British trade union leader

William Stubbs (1835 or 1836 - 16 March 1914) was a British trade union leader.

Stubbs grew up in Leek, Staffordshire, and became a shoemaker. He was a supporter of trade unionism, and became the secretary of the Silk Dyers’ General Society in the town, and by 1872 was also the secretary of the Silk Twisters' Society by 1872, while remaining a shoemaker. He was also active in the Ancient Order of Foresters.

In 1872, the unions put in a claim for a 10% wage increase, which they stated would still leave them earning less than other workers in the industry had already received. This was denied, and so Stubbs led a strike, increasing the demand to a 20% increase with extra for overtime. When the owners offered 10%, Stubbs persuaded the union to settle. He remained leader of the unions, which declined in membership.

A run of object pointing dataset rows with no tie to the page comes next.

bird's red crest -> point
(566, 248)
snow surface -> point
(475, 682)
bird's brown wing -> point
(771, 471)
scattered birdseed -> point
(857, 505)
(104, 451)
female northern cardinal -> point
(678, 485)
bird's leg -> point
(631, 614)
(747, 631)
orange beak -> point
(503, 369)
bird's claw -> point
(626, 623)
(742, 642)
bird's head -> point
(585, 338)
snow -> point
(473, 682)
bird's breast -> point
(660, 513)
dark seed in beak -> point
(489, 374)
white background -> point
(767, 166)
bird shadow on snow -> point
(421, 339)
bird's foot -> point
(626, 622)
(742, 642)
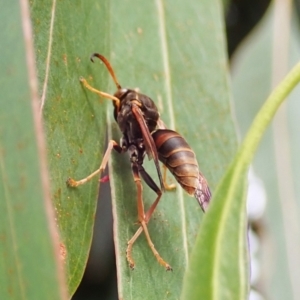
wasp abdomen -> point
(175, 153)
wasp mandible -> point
(143, 133)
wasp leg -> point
(144, 218)
(103, 94)
(168, 187)
(111, 145)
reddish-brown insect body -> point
(143, 133)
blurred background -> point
(263, 45)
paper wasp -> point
(145, 133)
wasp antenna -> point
(108, 66)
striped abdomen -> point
(175, 153)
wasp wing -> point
(148, 141)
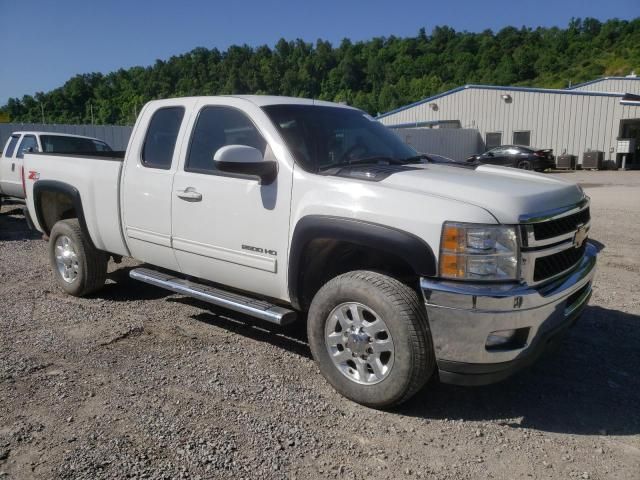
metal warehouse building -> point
(593, 116)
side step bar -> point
(233, 301)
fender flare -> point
(42, 186)
(409, 247)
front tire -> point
(369, 335)
(78, 267)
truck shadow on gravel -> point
(588, 386)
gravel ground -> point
(138, 383)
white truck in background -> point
(19, 143)
(404, 267)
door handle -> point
(189, 195)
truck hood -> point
(507, 193)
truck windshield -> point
(321, 137)
(62, 144)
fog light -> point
(500, 338)
(508, 339)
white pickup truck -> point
(19, 143)
(403, 267)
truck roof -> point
(264, 100)
(57, 134)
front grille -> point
(552, 265)
(560, 226)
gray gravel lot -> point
(138, 383)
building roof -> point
(601, 79)
(559, 91)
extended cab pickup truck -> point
(19, 143)
(282, 208)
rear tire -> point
(359, 314)
(78, 267)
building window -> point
(522, 138)
(493, 140)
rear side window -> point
(12, 146)
(28, 144)
(72, 145)
(218, 127)
(160, 141)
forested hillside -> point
(375, 75)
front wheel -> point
(369, 335)
(78, 267)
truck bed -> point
(96, 176)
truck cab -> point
(19, 143)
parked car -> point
(11, 175)
(518, 156)
(288, 209)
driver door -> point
(228, 228)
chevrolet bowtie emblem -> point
(581, 236)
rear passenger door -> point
(147, 183)
(8, 165)
(12, 174)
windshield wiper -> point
(376, 159)
(415, 159)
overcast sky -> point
(44, 43)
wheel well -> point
(324, 259)
(55, 206)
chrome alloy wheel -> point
(359, 343)
(66, 259)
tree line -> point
(375, 75)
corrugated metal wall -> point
(566, 122)
(455, 143)
(620, 85)
(117, 137)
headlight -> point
(478, 252)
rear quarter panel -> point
(97, 181)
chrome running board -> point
(221, 298)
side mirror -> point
(245, 160)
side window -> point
(215, 128)
(493, 140)
(522, 138)
(160, 141)
(28, 144)
(11, 146)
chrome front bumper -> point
(462, 315)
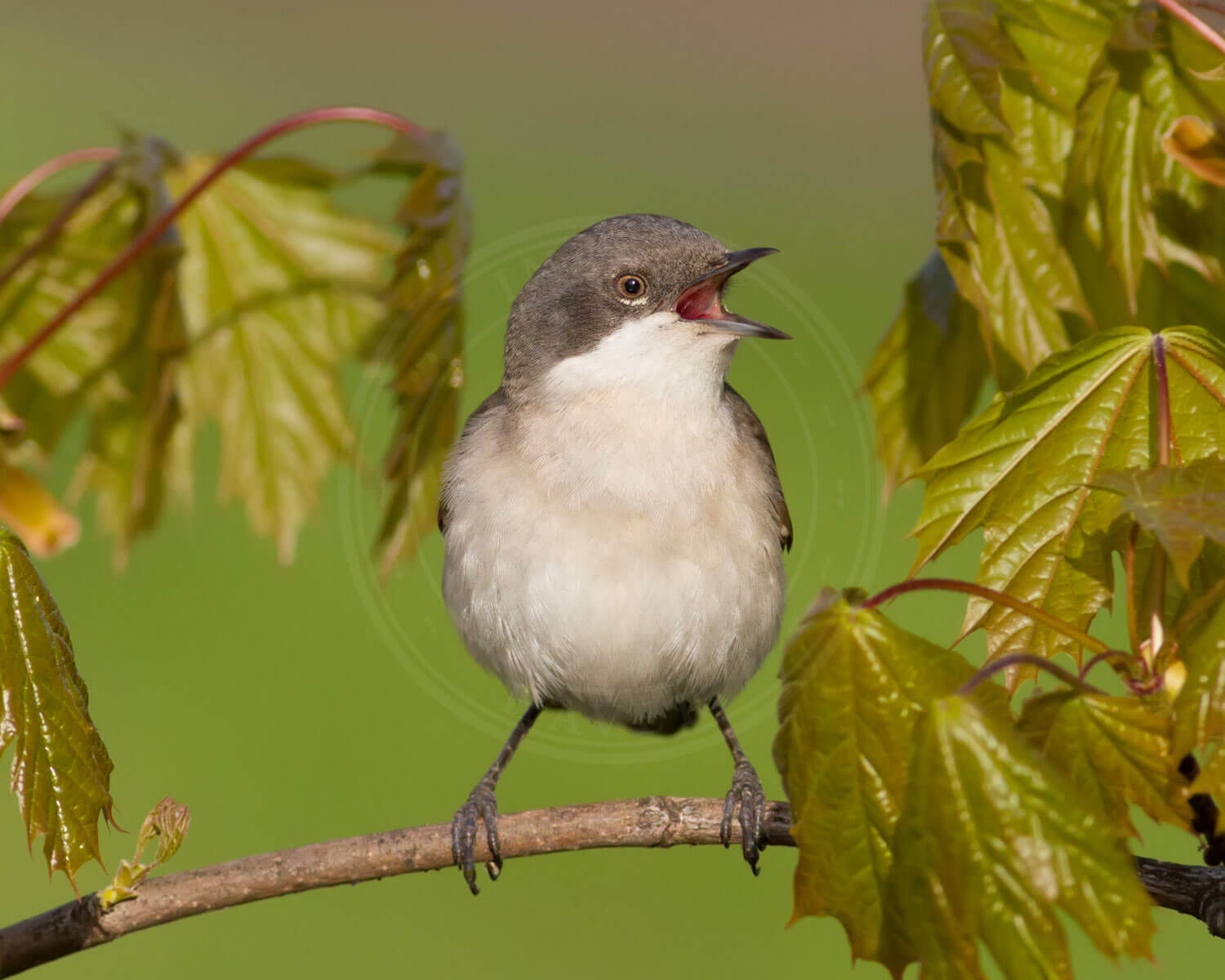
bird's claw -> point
(480, 804)
(746, 793)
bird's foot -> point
(480, 804)
(746, 793)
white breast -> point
(612, 549)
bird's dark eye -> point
(631, 287)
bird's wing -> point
(492, 402)
(751, 428)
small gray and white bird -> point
(612, 516)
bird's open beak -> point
(702, 299)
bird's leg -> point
(746, 791)
(482, 803)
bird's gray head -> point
(639, 292)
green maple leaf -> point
(1200, 707)
(1024, 473)
(926, 374)
(1114, 162)
(1117, 750)
(421, 337)
(854, 686)
(60, 768)
(277, 287)
(990, 847)
(964, 54)
(1012, 266)
(1180, 506)
(135, 408)
(47, 394)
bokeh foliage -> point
(240, 315)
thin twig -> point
(154, 229)
(1178, 11)
(1164, 446)
(1029, 659)
(1205, 5)
(17, 193)
(982, 592)
(1205, 603)
(1134, 627)
(51, 232)
(649, 822)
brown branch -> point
(649, 822)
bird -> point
(612, 517)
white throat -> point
(658, 357)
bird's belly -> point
(617, 617)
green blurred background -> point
(287, 706)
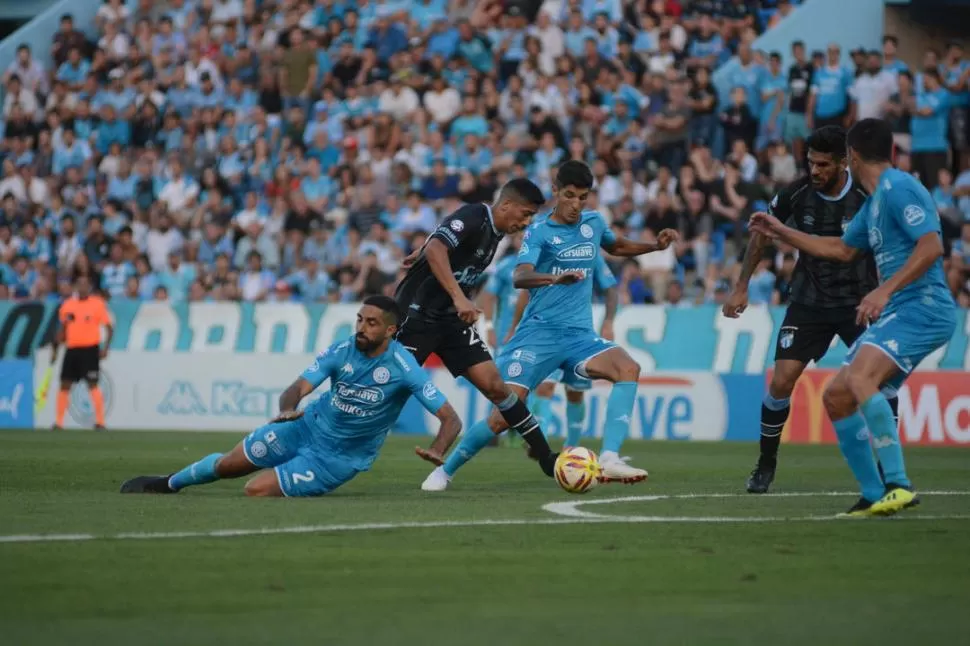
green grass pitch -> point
(362, 578)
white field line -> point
(569, 511)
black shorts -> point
(82, 364)
(807, 332)
(458, 345)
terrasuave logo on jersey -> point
(577, 252)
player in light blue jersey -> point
(499, 297)
(312, 452)
(556, 263)
(575, 386)
(910, 315)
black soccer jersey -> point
(817, 282)
(471, 238)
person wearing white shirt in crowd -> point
(30, 70)
(442, 101)
(550, 38)
(399, 100)
(180, 189)
(873, 88)
(162, 241)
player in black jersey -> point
(824, 294)
(437, 292)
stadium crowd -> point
(288, 150)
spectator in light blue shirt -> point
(470, 122)
(828, 103)
(929, 129)
(71, 152)
(577, 33)
(74, 71)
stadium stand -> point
(288, 150)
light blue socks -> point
(474, 440)
(885, 438)
(619, 412)
(541, 409)
(854, 442)
(201, 472)
(575, 416)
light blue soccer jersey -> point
(366, 396)
(890, 222)
(555, 248)
(500, 286)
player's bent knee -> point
(265, 485)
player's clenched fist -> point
(666, 238)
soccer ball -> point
(577, 469)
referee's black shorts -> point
(457, 344)
(82, 364)
(807, 332)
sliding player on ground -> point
(311, 453)
(82, 317)
(824, 293)
(557, 260)
(437, 292)
(910, 314)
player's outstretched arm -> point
(447, 434)
(291, 397)
(626, 248)
(830, 247)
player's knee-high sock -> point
(97, 400)
(63, 398)
(575, 416)
(517, 416)
(474, 440)
(619, 411)
(854, 442)
(885, 437)
(541, 408)
(774, 414)
(201, 472)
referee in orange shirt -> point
(81, 318)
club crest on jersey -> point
(914, 215)
(577, 252)
(875, 238)
(360, 394)
(786, 338)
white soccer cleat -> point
(437, 480)
(615, 469)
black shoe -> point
(761, 478)
(147, 484)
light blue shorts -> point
(907, 336)
(304, 462)
(532, 355)
(570, 380)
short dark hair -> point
(387, 305)
(522, 191)
(829, 140)
(872, 140)
(574, 173)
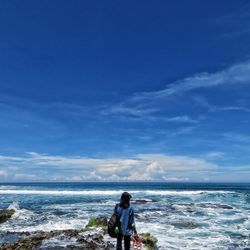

In 1884, the Amalgamated Society of Silk Pickers was established, and Stubbs also became its secretary. This was followed by the foundation of the Amalgamated Society of Winders, Fillers and Braid Makers in 1889, the Amalgamated Society of Silk Spinners and Throwsters in 1890, and the Amalgamated Society of Female Silk Operatives in 1892, Stubbs leading them all. Yet all these unions remained very small, membership in 1892 ranging from 230 for the Pickers, down to 33 for the Spinners. The Dyers dissolved at some point, and a new Leek Amalgamated Society of Silk and Cotton Dyers was established in 1897, again under Stubbs' leadership. Stubbs also served on Leek Board of Guardians from 1901 to 1907, and 1908 onwards.

William Bromfield came to prominence in the Leek union movement, and began taking over as leader of many of the unions. By 1907, Stubbs was secretary only of the Twisters and the Pickers. He supported the formation of the Leek Textile Federation that year, and was nominated as its secretary, and was defeated by Bromfield. He died in 1914, still in office.